LOGO

Hash Table Package

Title:
Hash Table Package
Language:
C++
Author:
Philip J. Erdelsky
Date:
March 3, 2001
Usage:
Public domain; no restrictions on use
Portability:
Any C++ compiler
Keywords:
hash, table, compiler
Abstract:
A hash table package that does not use templates or exceptions and does not make any assumptions about the nature of table items
Source:
htab.txt

Compilers and other similar applications often use large tables whose items must be found quickly. One way to do this is to break a large table down into smaller tables. This is effective only if it can be determined quickly which smaller table contains a particular item.

The package resides in the header file HTAB.H, which must be included in every module that calls the package, and the file HTAB.CPP, which must be compiled and linked to an application that uses the package. The two files are combined in HTAB.TXT. You will have to separate them before using them.

A standard technique is to compute a number called a hash code for each item and put it into the table corresponding to the hash code. That is what this package does.

This package makes no assumptions about the nature of the items in the table. Items are simply non-NULL pointers with two operations defined by the user.

The first operation determines whether two items match. The user supplies it, and the package calls it as follows:

     result = (*match)(p, q, pointer);

     htab_match match; pointer to function

     const void *p;    pointer to item

     const void *q;    pointer to item

     void *pointer;    user-defined pointer

     bool result;      true if the items match

The package defines "htab_match" to be a pointer to a funcion of this type.

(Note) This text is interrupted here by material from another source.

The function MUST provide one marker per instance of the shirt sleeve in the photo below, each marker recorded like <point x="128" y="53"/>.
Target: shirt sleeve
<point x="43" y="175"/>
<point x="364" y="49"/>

Of course, the matching operation must have the usual properties of equality:

  1. SYMMETRY: Any item matches itself.
  2. REFLEXIVITY: If *p matches *q then *q matches *p.
  3. TRANSITIVITY: Items that match a third item also match each other.
Two examples might be as follows:
     // for a case-sensitive table
     bool match(const struct item *p, const struct item *q, void *pointer)
     {
       return strcmp(p->name, q->name) == 0 && p->type == q->type;
     }

     // for a case-insensitive table
     bool match(const struct item *p, const struct item *q, void *pointer)
     {
       return strcmpi(p->name, q->name) == 0 && p->type == q->type;
     }

The second operation computes a hash code. The user supplies it, and the package calls it as follows:

     n = (*code)(p, pointer);

     htab_code code;   pointer to function

     const void *p;    pointer to item

     void *pointer;    user-defined pointer

     unsigned n;       hash code of item

The hash code function must have the following properties:

  1. The hash code is in the range from 0 to 255, inclusive.
  2. Matching items produce the same hash code.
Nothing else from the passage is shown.